Ya pasó con Michael Jackson, con Macauly Culcin, Joselito y tantos otros niños y adolescentes que quedaron tocados para siempre. A veces pensamos que los famosos y ricos, están rodeados de felicidad porque pueden tener todo cuanto desean. Belleza, fama, dinero, popularidad, sexo…sin embargo, carecen de lo más importante: la libertad de ser, de crecer sin ser topado por una cámara o una mirada que busca transformar lo estatico de una imagen en morbo y dinero. No podría vivir así, esperando que alguien cazara un instante de mi privacidad para venderlo como merluza barata. Y mucho menos permitiría que a mi hijo se le utilizase así, ya pueden estar lloviendo montañas de dolares por mi chimenea que esta no deja que le quiten lo más chisposo de la edad: esa etapa de tontura en la que todos hemos hecho tonterías y hemos estado un poquito tontos. Para despues crecer y madurar…y descubrir que nos equivocabamos en tanto! que no sabíamos ni la mitad de la mitad. Pero esa es la vida y se aprende siendo y teniendo cada segundo, cada minuto,… la potestad de esa libertad.

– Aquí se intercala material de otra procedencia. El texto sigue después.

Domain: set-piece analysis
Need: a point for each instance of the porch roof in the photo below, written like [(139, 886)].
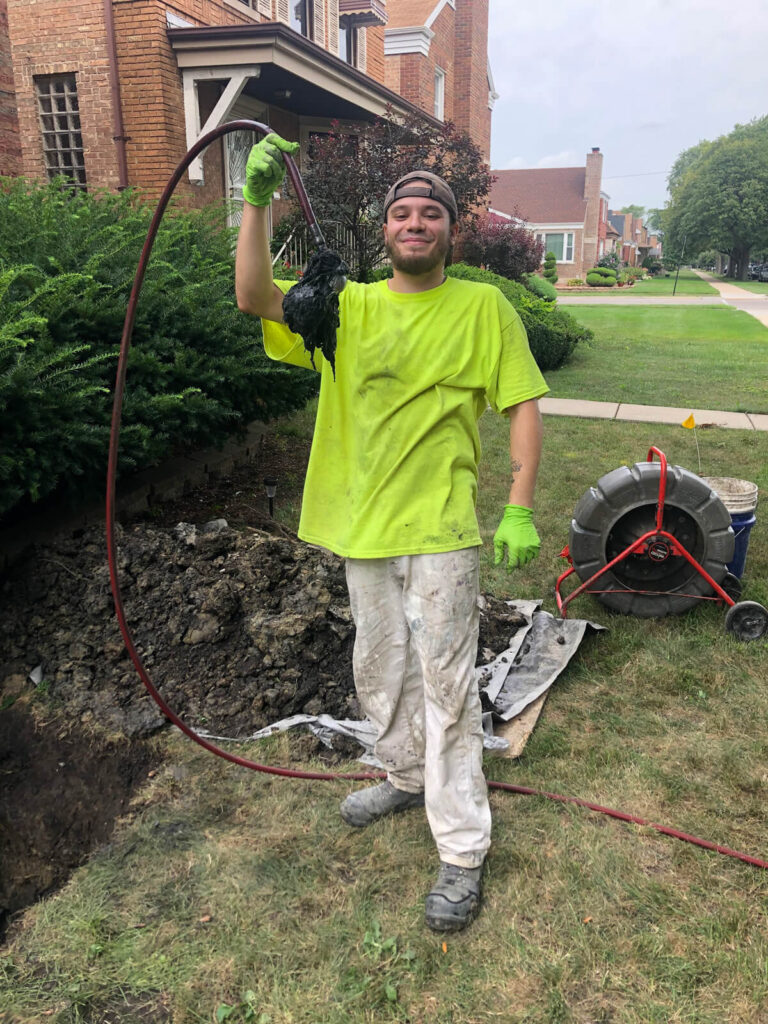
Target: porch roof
[(291, 71)]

No se cuando las discograficas dejarán de hacer estas aberraciones, convertir niños Disney en niños presos…. porque al final por una u otra cosa, siempre tocan la cárcel. Y lo peor no es la carcel física, sino la metafórica porque de esa ,creo, el dinero no puede sacarlos.

Seguirá pasando y lo peor, estos personajes catapultados al filo de la navaja, son imagen cada día de nuestros medios y ejemplo de  muchos otros niños de a pie que los siguen desde su casita, su tele o su pc.

Ojalá se dejara de explotar la imagen y posibilidades de  talentos precoces, que los dejaran crecer y cuando fueran adultos pudieran optar de otra forma a decisiones más acordes a su edad y a su madurez.

No, no firmaría por echar a Justin de los Estados Unidos. Aun recuerdo su imagen y la de Miley en miles de puestos, cuando paseaba en 2011 por Battery Park,  Nueva York. Recuerdo que mi sobrina vivía loquita por él y tenía todos sus discos. Y pensé comprarle un poster, pero no lo hice. Que mala tita!! puede ser!- pero es que nunca me gustó contribuir a esa fama barata y artificial.

Pasan los años y resulta que el mismo niño de voz dulce que yo veía en los posters, ahora tira huevos y molesta a los vecinos con la música a todo gas. ¿Y quien no ha hecho alguna trastada con esa edad? Porque yo he tirado huevos a amigas en cumpleaños y hemos  molestado con música….y hemos dado por culo al vecino, como cualquier adolescente rebelde que se precie.

El problema es que ese niño ha tenido que cambiar delante de todos, siendo objeto de multiples miradas, expectativas, o normas que le dictan por donde debe ir… y todo ello rodeado del aura que se le ha creado en su cabeza, esa idea de soy el mejor, me voy a comer el mundo, cago melones y meo colonia. La fama es un caramelo dificil de tragar y no me extraña que estos idolos acaben drogados y fracasados. Algunos se quedan en el camino y nunca se vuelve a saber de ellos. ¿os acordais de Melody, la de los gorilas? ¿Que fue de esa chica?.

Seguirán existiendo barbaridades personajisticas de este estilo, porque vivimos en un globo de puto dinero, no importa mucho mas!!… pero que no intenten dar lecciones de moralidad acusando a estos chicos de ausencia de valores, cuando son ellos, los medios, los primeros que no tienen escrúpulos.